To make matters worse, the government refused to spend anything like as much as Tomlinson had advised on either farming or employment. The result being that many Black families living on the streets in poverty.
The government had to do something about Blacks. Despite the fundamental laws in the Tomlinson report. The Nationalists passed a few laws which made the first phase of the apartheid, these were called the Baaskap or White supremacy – What followed were a series of acts passed by the Nationalist government between 1948 and 1953.
The Population Registration Act was passed because before Apartheid could be put into practice the Government needed to know who was White, who was Black and who was Coloured. To do this the Government set up a register to classify the races. Because of mixed marriages this law was very hard to carry out. The government was so needy to find out which person belonged to which race that they even invented Crude Tests to find out the true ‘colour’ of a person. For example, the Pencil test was used on people to find out which race they were by sticking a pencil into the persons hair and seeing if it stayed there. If it did, the person was black; if it didn’t the person was white. Such tests were despised by the public, Anthony Sampson described how children with a mere trace of coloured blood were expelled from white schools.
The Prohibition of Mixed Marriages Act was one of the first acts of Apartheid. This act made it illegal for people of different races to marry. The Government probably passed this act as eventually it would help classify many children who have just been born in the future. There was also the Immorality Amendment Act (passed in 1950) which tied in with the MM act, which banned sex between the races. Although the Government thought this would make classification easier in the future, both Whites and Blacks disliked this law and ‘illegal’ sex did go on unseen.

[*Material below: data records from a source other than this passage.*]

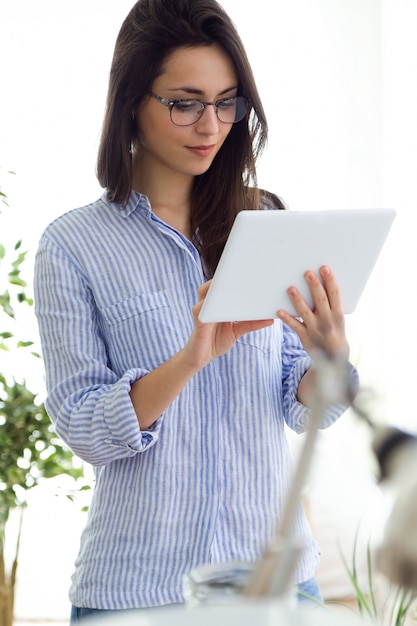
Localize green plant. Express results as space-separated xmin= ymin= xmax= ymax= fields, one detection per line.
xmin=328 ymin=531 xmax=417 ymax=626
xmin=0 ymin=174 xmax=88 ymax=626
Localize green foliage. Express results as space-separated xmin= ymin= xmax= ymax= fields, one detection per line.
xmin=0 ymin=241 xmax=34 ymax=356
xmin=0 ymin=374 xmax=83 ymax=533
xmin=0 ymin=173 xmax=90 ymax=626
xmin=332 ymin=529 xmax=417 ymax=626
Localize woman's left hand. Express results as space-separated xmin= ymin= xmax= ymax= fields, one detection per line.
xmin=277 ymin=265 xmax=349 ymax=359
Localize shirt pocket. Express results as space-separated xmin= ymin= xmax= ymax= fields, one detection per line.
xmin=101 ymin=291 xmax=182 ymax=373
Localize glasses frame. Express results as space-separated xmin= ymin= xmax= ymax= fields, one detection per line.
xmin=148 ymin=91 xmax=249 ymax=126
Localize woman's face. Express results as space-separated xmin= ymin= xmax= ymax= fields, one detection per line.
xmin=136 ymin=44 xmax=238 ymax=180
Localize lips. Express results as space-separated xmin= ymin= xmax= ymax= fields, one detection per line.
xmin=186 ymin=144 xmax=215 ymax=157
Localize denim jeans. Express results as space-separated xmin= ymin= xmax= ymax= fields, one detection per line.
xmin=70 ymin=578 xmax=323 ymax=626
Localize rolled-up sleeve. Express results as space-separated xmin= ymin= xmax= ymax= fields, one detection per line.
xmin=282 ymin=325 xmax=359 ymax=433
xmin=34 ymin=234 xmax=162 ymax=466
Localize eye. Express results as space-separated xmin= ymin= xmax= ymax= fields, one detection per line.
xmin=216 ymin=97 xmax=236 ymax=111
xmin=174 ymin=100 xmax=201 ymax=113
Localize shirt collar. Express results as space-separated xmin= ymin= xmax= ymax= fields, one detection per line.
xmin=101 ymin=191 xmax=152 ymax=218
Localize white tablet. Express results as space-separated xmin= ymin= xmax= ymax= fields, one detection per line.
xmin=199 ymin=209 xmax=396 ymax=322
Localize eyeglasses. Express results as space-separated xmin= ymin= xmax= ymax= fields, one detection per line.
xmin=149 ymin=91 xmax=249 ymax=126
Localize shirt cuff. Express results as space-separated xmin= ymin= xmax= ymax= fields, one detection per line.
xmin=104 ymin=369 xmax=163 ymax=454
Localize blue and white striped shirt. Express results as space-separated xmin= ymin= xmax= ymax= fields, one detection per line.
xmin=35 ymin=192 xmax=352 ymax=609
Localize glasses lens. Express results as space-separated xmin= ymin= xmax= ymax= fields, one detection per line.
xmin=217 ymin=96 xmax=248 ymax=124
xmin=171 ymin=96 xmax=248 ymax=126
xmin=171 ymin=100 xmax=204 ymax=126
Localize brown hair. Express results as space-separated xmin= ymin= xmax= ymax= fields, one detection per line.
xmin=97 ymin=0 xmax=281 ymax=275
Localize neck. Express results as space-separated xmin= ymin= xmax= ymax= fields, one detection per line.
xmin=133 ymin=155 xmax=193 ymax=239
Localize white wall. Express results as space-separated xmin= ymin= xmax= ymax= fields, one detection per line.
xmin=0 ymin=0 xmax=417 ymax=619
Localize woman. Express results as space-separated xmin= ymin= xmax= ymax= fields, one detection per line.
xmin=35 ymin=0 xmax=354 ymax=623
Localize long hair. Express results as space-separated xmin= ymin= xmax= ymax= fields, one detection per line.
xmin=97 ymin=0 xmax=282 ymax=275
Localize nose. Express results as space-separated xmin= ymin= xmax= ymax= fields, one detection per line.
xmin=196 ymin=104 xmax=220 ymax=135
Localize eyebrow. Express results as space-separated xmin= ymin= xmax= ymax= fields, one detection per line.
xmin=168 ymin=85 xmax=238 ymax=96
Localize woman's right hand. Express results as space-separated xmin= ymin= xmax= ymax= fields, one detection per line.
xmin=184 ymin=281 xmax=274 ymax=369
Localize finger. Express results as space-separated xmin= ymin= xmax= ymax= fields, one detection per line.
xmin=197 ymin=280 xmax=212 ymax=301
xmin=320 ymin=265 xmax=343 ymax=313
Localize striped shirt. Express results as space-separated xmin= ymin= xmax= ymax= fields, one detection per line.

The next important Act passed by the Government was the Group Areas Act which gave the Government the right to declare certain ‘areas’ for Whites only and move blacks out, if they liked it or not. This act was another way of separating Blacks from Whites.
The Suppression of Communism Act contains a very important provision relating to Apartheid although on the face of it, it had nothing to do with the subject. This act banned people (Black OR White) from promoting disturbances aimed to bring about political change, in other words, people could not demonstrate against apartheid.
Both the Native Laws Amendment Act and the Abolition of Passes Act controlled the movement of Blacks in and out of cities. The Native Laws Amendment Act Started the procedure of controlling the whereabouts of Blacks and the Abolition of Passes Act reinforced and tightened the rules about the movement of Blacks by issuing passes to all of the Black people containing their personal details and their racial group. Without a pass, everything was illegal, and renewing one often involved queuing outside government buildings for days on end. This law was pretty much hated by all of the black people and was reinforced by multiple police raids.
The Bantu Education Act brought Black education fully under the Government. Black schools had to provide totally different education courses for Blacks than the Whites, and instead of being taught in English the children were taught in their Ethnic language. In one sense teaching the children in their native language sounds good, because it preserves the language and the identity for the future. On the other hand, however, the failure to ensure that the Blacks learnt English had the result that the Blacks moved further away from the mainstream of society in South Africa where the predominant language WAS English.
In 1948 the position was this: Black people had a relativly free life and could move around their country as the Whites did. By 1953 the Black people were ‘demoted’ in life. They could not move without revealing all there personal details to an officer, they were not allowed to marry White or indeed have sex with a White AND they were not taught in the same quality as whites (they were taught different courses in their OWN language).
By 1955 the position had got worse. The effect of Tomlinson’s report was not only further demoting the whole of the Black population to a position far below the Whites but was also destroying the rights that Blacks had previously enjoyed.